Chinese Bamboo Strips Revealed as First Known Times Table

By Cassie Ryan, Epoch Times
January 8, 2014 2:00 pm Last Updated: January 8, 2014 2:00 pm

Scientists in China have aligned fragments of bamboo with Chinese calligraphic writing on it to recreate a mathematical device used 2,300 years ago, making it the world’s oldest known decimal multiplication table.

In 2008, the researchers at Tsinghua University in Beijing received almost 2,500 decrepit bamboo strips from a donor, who had bought them at a market in Hong Kong. They date back to about 305 B.C. from the Warring States period before China was unified in the Qin Dynasty.

Each strip was around 0.3-0.5 inches wide and up to 20 inches long with a vertical line of calligraphy in black ink.

Twenty-one of the strips were marked with only numbers, and formed a matrix structure when arranged correctly.
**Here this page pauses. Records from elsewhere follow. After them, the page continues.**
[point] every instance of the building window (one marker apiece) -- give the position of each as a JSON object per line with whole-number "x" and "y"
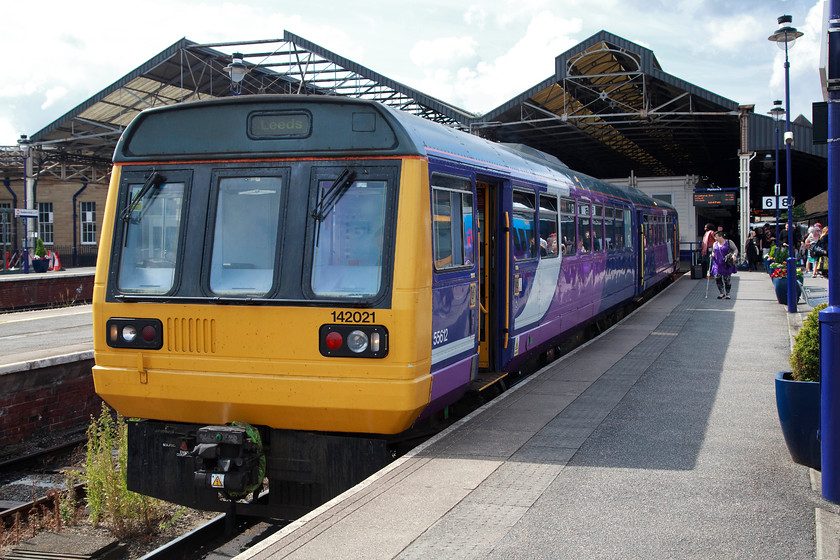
{"x": 45, "y": 222}
{"x": 88, "y": 223}
{"x": 5, "y": 223}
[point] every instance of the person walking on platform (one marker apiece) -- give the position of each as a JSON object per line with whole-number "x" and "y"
{"x": 753, "y": 252}
{"x": 706, "y": 246}
{"x": 820, "y": 252}
{"x": 724, "y": 259}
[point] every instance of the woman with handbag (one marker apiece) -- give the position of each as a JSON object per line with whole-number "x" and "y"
{"x": 810, "y": 241}
{"x": 724, "y": 257}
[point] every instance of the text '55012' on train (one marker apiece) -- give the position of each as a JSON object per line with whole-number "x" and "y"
{"x": 283, "y": 282}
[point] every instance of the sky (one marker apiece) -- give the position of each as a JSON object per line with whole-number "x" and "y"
{"x": 475, "y": 55}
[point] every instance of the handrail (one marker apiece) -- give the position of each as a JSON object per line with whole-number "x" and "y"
{"x": 507, "y": 278}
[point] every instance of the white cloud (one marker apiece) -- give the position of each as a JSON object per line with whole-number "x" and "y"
{"x": 475, "y": 16}
{"x": 54, "y": 95}
{"x": 446, "y": 51}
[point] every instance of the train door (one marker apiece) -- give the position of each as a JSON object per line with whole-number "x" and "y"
{"x": 485, "y": 210}
{"x": 641, "y": 238}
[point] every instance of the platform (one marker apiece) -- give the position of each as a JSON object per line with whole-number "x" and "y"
{"x": 659, "y": 439}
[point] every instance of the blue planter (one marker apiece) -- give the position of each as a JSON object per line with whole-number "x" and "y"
{"x": 40, "y": 265}
{"x": 798, "y": 404}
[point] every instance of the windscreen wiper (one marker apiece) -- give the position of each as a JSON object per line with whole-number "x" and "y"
{"x": 334, "y": 194}
{"x": 154, "y": 179}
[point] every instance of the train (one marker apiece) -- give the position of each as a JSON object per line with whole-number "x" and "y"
{"x": 286, "y": 285}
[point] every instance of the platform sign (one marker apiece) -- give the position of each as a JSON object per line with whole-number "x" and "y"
{"x": 25, "y": 213}
{"x": 715, "y": 198}
{"x": 774, "y": 202}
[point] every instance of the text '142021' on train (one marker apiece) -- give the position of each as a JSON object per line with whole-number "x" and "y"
{"x": 286, "y": 284}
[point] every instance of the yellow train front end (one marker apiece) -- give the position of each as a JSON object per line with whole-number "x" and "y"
{"x": 261, "y": 364}
{"x": 262, "y": 302}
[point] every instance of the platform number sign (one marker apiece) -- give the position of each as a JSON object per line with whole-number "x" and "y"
{"x": 774, "y": 202}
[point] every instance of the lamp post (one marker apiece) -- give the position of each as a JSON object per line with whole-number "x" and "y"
{"x": 24, "y": 145}
{"x": 830, "y": 316}
{"x": 776, "y": 112}
{"x": 786, "y": 34}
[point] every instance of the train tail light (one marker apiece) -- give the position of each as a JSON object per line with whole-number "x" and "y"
{"x": 353, "y": 341}
{"x": 146, "y": 334}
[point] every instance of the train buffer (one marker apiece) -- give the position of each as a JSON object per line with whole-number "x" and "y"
{"x": 486, "y": 380}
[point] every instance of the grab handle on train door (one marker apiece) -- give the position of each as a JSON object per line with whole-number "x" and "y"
{"x": 507, "y": 279}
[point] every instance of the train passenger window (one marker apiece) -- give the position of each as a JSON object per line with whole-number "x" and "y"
{"x": 628, "y": 230}
{"x": 548, "y": 226}
{"x": 245, "y": 235}
{"x": 349, "y": 240}
{"x": 152, "y": 232}
{"x": 568, "y": 236}
{"x": 609, "y": 228}
{"x": 619, "y": 229}
{"x": 598, "y": 228}
{"x": 453, "y": 222}
{"x": 524, "y": 231}
{"x": 584, "y": 227}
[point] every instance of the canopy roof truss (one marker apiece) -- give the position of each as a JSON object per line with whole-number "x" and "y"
{"x": 610, "y": 110}
{"x": 81, "y": 142}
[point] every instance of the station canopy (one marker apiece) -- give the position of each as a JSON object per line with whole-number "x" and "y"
{"x": 609, "y": 110}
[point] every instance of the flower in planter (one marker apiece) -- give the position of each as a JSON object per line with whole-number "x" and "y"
{"x": 781, "y": 272}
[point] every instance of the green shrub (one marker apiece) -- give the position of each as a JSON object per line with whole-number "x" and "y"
{"x": 805, "y": 358}
{"x": 125, "y": 513}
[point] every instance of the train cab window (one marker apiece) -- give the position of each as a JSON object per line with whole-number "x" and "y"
{"x": 525, "y": 244}
{"x": 349, "y": 240}
{"x": 549, "y": 248}
{"x": 568, "y": 236}
{"x": 597, "y": 228}
{"x": 453, "y": 218}
{"x": 245, "y": 235}
{"x": 609, "y": 228}
{"x": 152, "y": 232}
{"x": 584, "y": 227}
{"x": 628, "y": 230}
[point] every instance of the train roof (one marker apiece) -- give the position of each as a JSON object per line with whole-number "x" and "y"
{"x": 261, "y": 126}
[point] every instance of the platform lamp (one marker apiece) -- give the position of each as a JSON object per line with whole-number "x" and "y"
{"x": 236, "y": 70}
{"x": 24, "y": 144}
{"x": 830, "y": 316}
{"x": 776, "y": 112}
{"x": 784, "y": 36}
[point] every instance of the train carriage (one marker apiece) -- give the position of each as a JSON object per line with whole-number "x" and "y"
{"x": 285, "y": 282}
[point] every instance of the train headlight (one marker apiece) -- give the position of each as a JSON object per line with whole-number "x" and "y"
{"x": 334, "y": 340}
{"x": 129, "y": 333}
{"x": 145, "y": 334}
{"x": 357, "y": 341}
{"x": 353, "y": 341}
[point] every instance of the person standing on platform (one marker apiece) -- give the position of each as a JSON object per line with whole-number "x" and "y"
{"x": 706, "y": 246}
{"x": 724, "y": 259}
{"x": 753, "y": 252}
{"x": 810, "y": 261}
{"x": 821, "y": 252}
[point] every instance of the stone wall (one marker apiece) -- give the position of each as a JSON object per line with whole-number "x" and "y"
{"x": 46, "y": 400}
{"x": 45, "y": 290}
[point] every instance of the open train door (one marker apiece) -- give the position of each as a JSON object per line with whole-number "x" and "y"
{"x": 640, "y": 241}
{"x": 486, "y": 208}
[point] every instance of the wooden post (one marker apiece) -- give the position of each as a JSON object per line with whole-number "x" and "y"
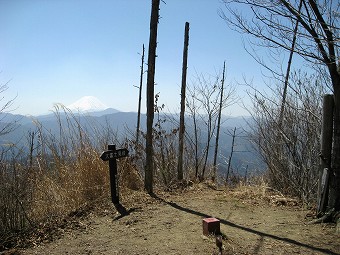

The top row and right-hand column contain the same 19 numbers (from right to left and top to bottom–0.5, the numbers 1 to 9, and multiples of 10 from 10 to 90.

“The strips were all mixed up because the strings that used to tie each manuscript together to form a scroll had long decayed,” said researcher Li Junming, according to the journal Nature, adding that it was “like putting together a jigsaw puzzle” because some parts were broken and others were missing. “It’s effectively an ancient calculator.”
 
The matrix can be used in several ways, for example the entries where each row and column meet are the results of multiplying those numbers, and any whole or half integer between 0.5 and 99.5 can be calculated.

The team think the system may have been used by officials to calculate land surface area, crop yields, and taxes. “We can even use the matrix to do divisions and square roots,” historian Feng Lisheng told Nature. “But we can’t be sure that such complicated tasks were performed at the time.”

“Such an elaborate multiplication matrix is absolutely unique in Chinese history,” he added. Previously, the earliest known Chinese tables were used during the Qin Dynasty from 221 to 206 B.C.